Article by Josh Shaffer

The movie begins as Harry Lockhart (Robert Downey Jr.) narrates a seemingly random story about two children who are performing a magic act. After using this scene to set the stage for the movie, unknowingly to the audience at the time, the movie quickly jumps to present day New York where Harry is a na´ve, petty shoplifter by profession. After a botched robbery, and the untimely death of his partner, Harry begins fleeing from the New York police on foot and stumbles upon a movie audition. Not wanting to be caught by the police, he finds himself auditioning for the role where he impresses the entire audition staff.

Before he can even blink, Harry is on a plane to Hollywood where he will (hopefully) play a private detective in an upcoming Hollywood blockbuster. To properly learn how to be a detective, Harry is coached by professional (and sardonic) Hollywood private eye, Gay Perry (Val Kilmer).

While at a Hollywood party, Harry runs into his childhood friend, and high school crush, Harmony Lane (Michelle Monaghan), who has been doing bit parts in commercials. She tells Harry that her sister recently killed herself, but she suspects foul play. Wanting to impress the girl of his dreams, Harry lies to Harmony and tells her that he is an actual private investigator, and that he will take the case.
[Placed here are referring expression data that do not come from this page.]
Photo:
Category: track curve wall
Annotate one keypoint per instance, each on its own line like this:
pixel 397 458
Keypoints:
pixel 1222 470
While shadowing Perry on the assignment, Harry mistakenly gets himself caught up in an epic murder mystery that is similar to detective stories from Harry and Harmony's childhood. With the body count multiplying, and no clear motive in sight, it's up to Harry, Perry, and Harmony to solve the classic question of "Who done it".

Written and directed by Shane Black (Lethal Weapon and Last Action Hero), Kiss Kiss Bang Bang employs a different type of narration style than movies I have seen in the past. Harry, through narrating, is telling the story to the audience, essentially breaking the fourth wall (which is rarely done in film -- another good example of this style of storytelling is Fight Club). The movie is set up as a classic film noir, but with overly quirky characters and humorous dialog; Kiss Kiss Bang Bang does not take itself as seriously as classic noir films, (such as The Maltese Falcon and The Glass Key) so the film purposefully ends up more tongue in cheek that its noir brethren.
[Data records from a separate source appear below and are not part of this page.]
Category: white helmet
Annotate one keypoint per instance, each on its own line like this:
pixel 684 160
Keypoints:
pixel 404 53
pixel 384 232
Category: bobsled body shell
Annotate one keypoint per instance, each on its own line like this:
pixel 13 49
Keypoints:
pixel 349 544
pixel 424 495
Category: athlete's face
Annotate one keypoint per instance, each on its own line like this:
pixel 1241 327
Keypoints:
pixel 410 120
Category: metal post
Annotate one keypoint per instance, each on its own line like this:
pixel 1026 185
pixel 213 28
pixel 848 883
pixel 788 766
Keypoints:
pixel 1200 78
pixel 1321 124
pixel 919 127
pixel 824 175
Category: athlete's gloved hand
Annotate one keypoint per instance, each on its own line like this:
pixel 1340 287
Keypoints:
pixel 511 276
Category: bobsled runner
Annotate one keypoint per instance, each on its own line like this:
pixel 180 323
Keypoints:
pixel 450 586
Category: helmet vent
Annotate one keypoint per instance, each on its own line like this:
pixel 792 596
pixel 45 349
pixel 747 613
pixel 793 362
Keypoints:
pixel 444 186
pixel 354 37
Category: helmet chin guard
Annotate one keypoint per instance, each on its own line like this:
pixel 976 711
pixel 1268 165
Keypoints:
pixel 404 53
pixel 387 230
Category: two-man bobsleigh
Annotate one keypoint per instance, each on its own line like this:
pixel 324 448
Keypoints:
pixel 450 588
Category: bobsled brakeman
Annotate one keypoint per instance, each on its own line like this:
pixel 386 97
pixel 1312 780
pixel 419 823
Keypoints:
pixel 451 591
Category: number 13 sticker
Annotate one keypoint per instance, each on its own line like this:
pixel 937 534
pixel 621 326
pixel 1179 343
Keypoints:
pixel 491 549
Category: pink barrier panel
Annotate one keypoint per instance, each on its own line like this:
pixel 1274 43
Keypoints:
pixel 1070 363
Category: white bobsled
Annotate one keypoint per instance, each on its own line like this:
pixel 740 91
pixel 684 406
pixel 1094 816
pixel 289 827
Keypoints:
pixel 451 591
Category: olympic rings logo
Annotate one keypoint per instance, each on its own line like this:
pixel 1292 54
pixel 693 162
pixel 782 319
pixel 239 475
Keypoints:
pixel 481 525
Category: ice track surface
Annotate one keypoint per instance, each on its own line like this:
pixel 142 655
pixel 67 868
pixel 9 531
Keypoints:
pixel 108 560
The plot moves along quickly and the film rarely hits a dry spell; although there are one or two short, slow parts in the movie, they are barely even worth noting. Once a scene drags on a little while, the viewer is quickly rewarded with a scene that more than makes up for the seemingly lost time.
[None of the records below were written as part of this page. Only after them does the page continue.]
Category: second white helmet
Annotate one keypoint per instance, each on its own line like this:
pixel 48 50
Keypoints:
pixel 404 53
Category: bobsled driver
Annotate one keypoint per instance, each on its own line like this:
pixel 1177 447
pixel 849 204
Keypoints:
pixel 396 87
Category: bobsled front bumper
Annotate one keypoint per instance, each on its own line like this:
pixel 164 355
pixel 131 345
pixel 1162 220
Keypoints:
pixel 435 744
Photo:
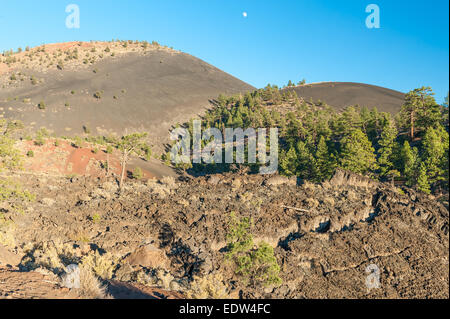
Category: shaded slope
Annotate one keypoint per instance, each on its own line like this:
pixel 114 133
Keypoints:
pixel 342 94
pixel 150 90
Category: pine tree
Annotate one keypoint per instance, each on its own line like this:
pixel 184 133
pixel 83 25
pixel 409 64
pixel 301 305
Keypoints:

In order to fully appreciate this movie, you have to dedicate the 103 minutes to sit down and watch the film; if you miss even one tiny piece of dialogue, you may find yourself lost and confused. Every seemingly little plot point is part of the larger puzzle, and all of it connects perfectly at the end of the film. Sadly, although the story is fantastic, the overall plot does not seem believable, and some of the dialogue is (purposefully) over the top and seemingly, at times, forced. This minor gripe, however, does not detract from the movie being entertaining and genuinely fun to watch.

The acting is top notch. With Val Kilmer's portrayal of the sarcastic, homosexual private eye Gay Perry is both comical and entertaining, it is a pleasure to watch his interaction with the other characters in the film. While Val Kilmer certainly did a fantastic job, some of the credit also goes to Robert Downey Jr., who played Harry. The character of Harry is difficult to describe: he is stupid yet intelligent, dull yet interesting, and pitiful and admirable. Sometimes you love the character and other times you just want to strangle him. Robert Downey Jr., with his acting ability, provides viewers with a very interesting look into the spirit of Harry. The synergy between Robert Downey Jr. and Val Kilmer is awesome, and they really carry the entire movie.

Michelle Monaghan's portrayal as Harmony leaves a little to be desired. While her acting is decent, it seems that the character lacked personality, and remained simply uninteresting. Monaghan obviously tried her best with this dull character, but there was simply nothing to work with.

As far-fetched as the film is, the action scenes were brilliantly filmed and very believable. The fight scenes did not feel forced, as they do with a lot of movies in this genre, and played off the natural talents of all involved. One thing that I love about this movie is that the main characters get beaten up quite a bit; they are not super hero action stars, just normal guys trying to get a paycheck. This makes the film much more enjoyable, and adds a bit of realism to an otherwise implausible plot.

I would highly recommend this movie to anyone; it is fast paced, humorous, and down right fun. The acting, script and frequent action sequences keep the viewer on the edge of their seats, quickly trying to solve the mystery before the "big reveal"... which is highly unexpected, and impressive.